Monday 9 April 2018

ALBUM REVIEW: Lychgate, "The Contagion in Nine Steps"

 By: Mark Ambrose

Album Type: Full Length
Date Released: 30/03/2018
Label: Blood Music



On their latest, “The Contagion in Nine Steps”, Lychgate display classically influenced chops while destroying metal clichés one mind bending track at a time


“The Contagion in Nine Steps” CD//DD//LP track listing

1. Republic
2. Unity of Opposites
3. Atavistic Hypnosis
4. Hither Comes the Swarm
5. The Contagion
6. Remembrance


The Review:

A lot of metal’s most egregiously cringe worthy moments come from the old-school pomp and grandiosity that tries to claim some sort of continuity with European classical music – or, more specifically, the Romanticism of Bach, Mozart, and Beethoven.  Whether Malmsteen or his various clones cluttering Guitar Centers and pay to play venues across continents, it isn’t so much that they assert their love and fealty to the “true geniuses” of music, but that the scope is so damned narrow.  Really, the truly gifted, the real avant garde metal musicians, know that there are actual living composers (or at least those who just recently died) who bent the terms “classical music” to new, unknown dimensions – Arvo Part, Gyorgy Ligety, even Philip Glass and of course the occasional grind saxophonist John Zorn SHOULD, but rarely DO color the palettes of classically influenced musicians of all stripes.  It is god damned remarkable that Lychgate, in just five years, have established themselves as one of the most impressive avant garde metal groups since Celtic Frost.  On their latest, “The Contagion in Nine Steps”, they display classically influenced chops while destroying metal clichés one mind bending track at a time.

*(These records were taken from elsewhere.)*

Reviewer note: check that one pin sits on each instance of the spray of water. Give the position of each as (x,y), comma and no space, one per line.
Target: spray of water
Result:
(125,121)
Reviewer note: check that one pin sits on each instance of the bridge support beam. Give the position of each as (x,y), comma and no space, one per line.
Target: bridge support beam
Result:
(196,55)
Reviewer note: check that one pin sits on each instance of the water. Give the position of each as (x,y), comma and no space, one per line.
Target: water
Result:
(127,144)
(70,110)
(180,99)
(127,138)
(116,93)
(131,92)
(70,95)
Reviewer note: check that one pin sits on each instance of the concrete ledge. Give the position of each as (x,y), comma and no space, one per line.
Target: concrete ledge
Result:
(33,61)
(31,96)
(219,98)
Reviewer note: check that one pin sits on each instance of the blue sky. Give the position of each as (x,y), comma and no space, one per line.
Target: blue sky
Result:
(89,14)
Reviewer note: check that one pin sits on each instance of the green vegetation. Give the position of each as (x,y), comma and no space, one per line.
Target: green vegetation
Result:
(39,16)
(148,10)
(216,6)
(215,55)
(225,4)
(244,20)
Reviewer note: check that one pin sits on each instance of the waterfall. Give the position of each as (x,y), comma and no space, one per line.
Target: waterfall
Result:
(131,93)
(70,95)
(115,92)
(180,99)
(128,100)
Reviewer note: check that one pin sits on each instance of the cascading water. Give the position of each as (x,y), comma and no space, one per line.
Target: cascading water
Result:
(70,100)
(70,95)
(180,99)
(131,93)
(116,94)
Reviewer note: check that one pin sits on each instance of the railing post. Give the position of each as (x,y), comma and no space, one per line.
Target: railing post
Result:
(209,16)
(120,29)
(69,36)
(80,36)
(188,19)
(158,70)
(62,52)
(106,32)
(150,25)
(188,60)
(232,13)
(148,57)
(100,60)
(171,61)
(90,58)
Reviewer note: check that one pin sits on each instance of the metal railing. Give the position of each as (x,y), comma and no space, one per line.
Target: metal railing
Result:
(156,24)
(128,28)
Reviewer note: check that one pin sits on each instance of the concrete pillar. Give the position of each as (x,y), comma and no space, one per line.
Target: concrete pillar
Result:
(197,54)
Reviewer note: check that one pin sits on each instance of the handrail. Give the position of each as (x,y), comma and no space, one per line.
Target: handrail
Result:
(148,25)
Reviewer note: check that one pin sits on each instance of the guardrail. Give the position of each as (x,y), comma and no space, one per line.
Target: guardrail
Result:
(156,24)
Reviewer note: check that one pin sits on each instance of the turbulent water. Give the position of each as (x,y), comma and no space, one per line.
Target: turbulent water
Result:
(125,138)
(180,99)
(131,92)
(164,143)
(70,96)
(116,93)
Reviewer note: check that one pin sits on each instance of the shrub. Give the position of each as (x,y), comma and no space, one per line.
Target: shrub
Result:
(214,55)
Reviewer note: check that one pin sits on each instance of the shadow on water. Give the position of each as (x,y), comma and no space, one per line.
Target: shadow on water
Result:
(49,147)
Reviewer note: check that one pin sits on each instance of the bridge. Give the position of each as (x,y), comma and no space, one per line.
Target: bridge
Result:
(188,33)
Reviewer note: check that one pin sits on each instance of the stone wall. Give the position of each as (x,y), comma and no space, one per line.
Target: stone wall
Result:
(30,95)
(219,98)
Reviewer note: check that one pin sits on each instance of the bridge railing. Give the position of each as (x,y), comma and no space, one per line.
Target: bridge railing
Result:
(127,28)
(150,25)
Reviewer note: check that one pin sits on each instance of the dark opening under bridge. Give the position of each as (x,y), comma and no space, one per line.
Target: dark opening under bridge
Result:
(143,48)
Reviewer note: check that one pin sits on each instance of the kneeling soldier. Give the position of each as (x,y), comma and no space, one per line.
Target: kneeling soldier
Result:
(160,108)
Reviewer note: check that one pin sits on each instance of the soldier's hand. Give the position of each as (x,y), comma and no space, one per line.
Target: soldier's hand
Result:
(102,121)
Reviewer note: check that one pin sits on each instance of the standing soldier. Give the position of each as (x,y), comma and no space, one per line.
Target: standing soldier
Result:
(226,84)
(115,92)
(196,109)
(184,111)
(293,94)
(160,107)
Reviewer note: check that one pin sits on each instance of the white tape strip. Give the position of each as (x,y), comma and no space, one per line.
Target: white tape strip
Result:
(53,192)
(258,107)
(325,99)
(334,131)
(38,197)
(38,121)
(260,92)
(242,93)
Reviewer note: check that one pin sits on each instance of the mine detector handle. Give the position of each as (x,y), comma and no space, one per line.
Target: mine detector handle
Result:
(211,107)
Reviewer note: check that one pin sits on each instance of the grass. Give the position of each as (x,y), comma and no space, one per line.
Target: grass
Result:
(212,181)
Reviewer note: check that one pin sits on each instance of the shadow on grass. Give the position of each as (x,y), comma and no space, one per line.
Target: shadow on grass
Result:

Introduced by an extended organ solo, “Republic” feels the most immediately “classical” piece of the record – I of course had visions of Bach and the masked Phantom pounding away in the sewers of Paris – but the off-kilter rhythms and pulsating dissonance from guest keyboardist Vladimir Antonov-Charsky don’t settle into any comfortable black metal or classically Romantic patterns.  Greg Chandler’s vocals are paradoxically distinct and inhuman – like some beastly orator screaming into a chasm.  The clean, operatic background vocals serve as bizarre counterpoint but it all hangs together in a difficult, fascinating equilibrium.   “Unity of Opposites”, a display of guitar virtuosity, parries back and forth between time signatures and musical modes – basically black math metal.  The clean vocal harmonies anchoring each break in frenetic riffing are breathtaking.

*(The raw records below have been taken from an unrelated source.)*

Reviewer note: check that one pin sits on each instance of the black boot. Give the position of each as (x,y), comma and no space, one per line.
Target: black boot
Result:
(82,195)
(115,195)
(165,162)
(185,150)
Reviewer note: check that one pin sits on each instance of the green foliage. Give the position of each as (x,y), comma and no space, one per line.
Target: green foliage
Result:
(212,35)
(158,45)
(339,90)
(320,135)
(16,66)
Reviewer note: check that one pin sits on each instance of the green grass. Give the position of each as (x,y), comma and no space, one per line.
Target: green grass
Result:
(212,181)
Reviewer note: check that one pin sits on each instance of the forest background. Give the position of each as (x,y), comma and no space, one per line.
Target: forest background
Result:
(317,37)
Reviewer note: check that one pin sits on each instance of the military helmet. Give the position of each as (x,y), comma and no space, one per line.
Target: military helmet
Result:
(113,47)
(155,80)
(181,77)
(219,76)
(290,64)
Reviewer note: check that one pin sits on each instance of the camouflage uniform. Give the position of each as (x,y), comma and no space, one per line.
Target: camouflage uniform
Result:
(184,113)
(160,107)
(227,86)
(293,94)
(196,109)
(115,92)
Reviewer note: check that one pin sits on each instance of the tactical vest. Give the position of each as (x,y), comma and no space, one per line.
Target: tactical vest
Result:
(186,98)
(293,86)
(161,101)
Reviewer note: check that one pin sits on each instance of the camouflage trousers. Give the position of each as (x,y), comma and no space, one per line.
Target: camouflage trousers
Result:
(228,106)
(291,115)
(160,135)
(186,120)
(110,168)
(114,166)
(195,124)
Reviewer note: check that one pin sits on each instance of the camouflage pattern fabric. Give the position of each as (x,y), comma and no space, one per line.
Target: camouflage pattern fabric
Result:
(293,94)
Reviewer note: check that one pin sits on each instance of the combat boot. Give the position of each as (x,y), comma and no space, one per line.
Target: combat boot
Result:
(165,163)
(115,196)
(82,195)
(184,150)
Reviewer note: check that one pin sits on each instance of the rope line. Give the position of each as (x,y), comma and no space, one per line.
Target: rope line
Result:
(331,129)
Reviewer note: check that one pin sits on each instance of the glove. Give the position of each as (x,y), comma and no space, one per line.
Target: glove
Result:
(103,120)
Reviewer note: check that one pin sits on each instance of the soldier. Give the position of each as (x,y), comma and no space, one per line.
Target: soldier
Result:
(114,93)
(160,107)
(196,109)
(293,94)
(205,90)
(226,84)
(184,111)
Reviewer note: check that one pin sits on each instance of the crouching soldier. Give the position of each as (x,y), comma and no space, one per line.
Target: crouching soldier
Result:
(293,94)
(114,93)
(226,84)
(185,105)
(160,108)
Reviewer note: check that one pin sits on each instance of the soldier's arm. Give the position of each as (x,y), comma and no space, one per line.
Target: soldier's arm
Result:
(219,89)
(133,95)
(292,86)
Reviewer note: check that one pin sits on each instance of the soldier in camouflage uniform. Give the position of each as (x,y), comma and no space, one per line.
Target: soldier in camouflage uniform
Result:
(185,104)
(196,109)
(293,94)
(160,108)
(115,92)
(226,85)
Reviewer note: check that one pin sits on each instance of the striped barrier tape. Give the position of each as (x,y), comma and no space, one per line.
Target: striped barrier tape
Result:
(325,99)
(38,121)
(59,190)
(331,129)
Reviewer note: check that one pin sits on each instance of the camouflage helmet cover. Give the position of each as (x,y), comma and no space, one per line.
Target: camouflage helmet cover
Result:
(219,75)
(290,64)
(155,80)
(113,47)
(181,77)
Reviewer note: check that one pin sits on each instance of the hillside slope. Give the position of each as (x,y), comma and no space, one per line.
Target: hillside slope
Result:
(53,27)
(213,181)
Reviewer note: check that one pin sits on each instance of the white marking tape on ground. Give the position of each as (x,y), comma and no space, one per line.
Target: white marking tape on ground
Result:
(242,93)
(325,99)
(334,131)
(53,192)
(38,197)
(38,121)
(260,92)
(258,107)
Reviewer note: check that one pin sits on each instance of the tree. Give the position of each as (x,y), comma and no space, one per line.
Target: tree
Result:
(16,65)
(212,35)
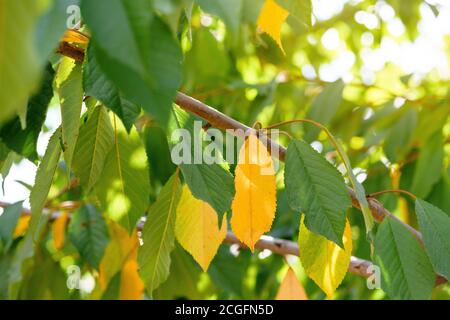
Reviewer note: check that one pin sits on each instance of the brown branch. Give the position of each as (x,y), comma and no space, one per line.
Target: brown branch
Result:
(219,120)
(283,247)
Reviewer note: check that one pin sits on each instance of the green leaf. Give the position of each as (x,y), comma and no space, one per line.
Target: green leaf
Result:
(300,9)
(19,67)
(324,107)
(142,58)
(211,183)
(24,141)
(227,10)
(405,268)
(97,85)
(317,189)
(23,259)
(429,166)
(8,222)
(158,236)
(398,139)
(44,178)
(435,226)
(94,144)
(70,90)
(89,234)
(183,269)
(124,187)
(158,152)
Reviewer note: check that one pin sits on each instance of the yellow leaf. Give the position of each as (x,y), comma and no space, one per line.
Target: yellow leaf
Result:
(323,260)
(75,36)
(59,229)
(255,201)
(117,252)
(131,285)
(291,288)
(271,19)
(197,229)
(22,226)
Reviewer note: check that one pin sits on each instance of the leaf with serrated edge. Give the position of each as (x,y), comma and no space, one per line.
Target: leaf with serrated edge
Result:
(89,234)
(197,230)
(70,89)
(255,202)
(317,189)
(94,143)
(44,178)
(124,186)
(324,261)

“Atavistic Hypnosis”, a doom-indebted dirge that builds over a nearly seductive baritone growl, contorts into minor key arpeggios and painful dissonance.  The multi-octave vocal ranges cropping up during the piece are breathtaking – there are few vocal virtuosos pushing themselves to these heights in any metal subgenre.  The bizarre, lurching rhythm of “Hither Comes the Swarm”, feels, weirdly, like a jazzed up Morbid Angel.  Vallely’s drumming on the album is incredible, but here he gets some really loose moments to color with flourishes, before launching into one of the most gratifying blast beat breaks I’ve ever heard. 

“The Contagion” and “Remembrance” tone down some of the acrobatics and tread in collective transcendence.  More than the prior songs, Lychgate seems to be focused on group dynamics; there are shred-worthy guitar scales, but they are countered by precise death growls, or clean operatic leads.  “Remembrance” is like a dark reflection of Handel’s “Messiah”. With layered vocals, complex harmonies between guitars and bass, and shimmering tones, this could be the closing of a requiem mass.  Yet there are passages of sepulchral quiet uncharacteristic of a bombastic Wagnerian finale.  Like every moment of Lychgate’s “The Contagion in Nine Steps”, there are no simple, tried and true “classical” shortcuts on “Remembrance”.  It is the masterful summation of a difficult record – one that won’t be for everyone, and certainly not for purists.  But Lychgate are operating at an entirely different level on this record, and will likely swell their growing cult following before they even round ten years as an operating metal powerhouse.  Consider me one of the converted.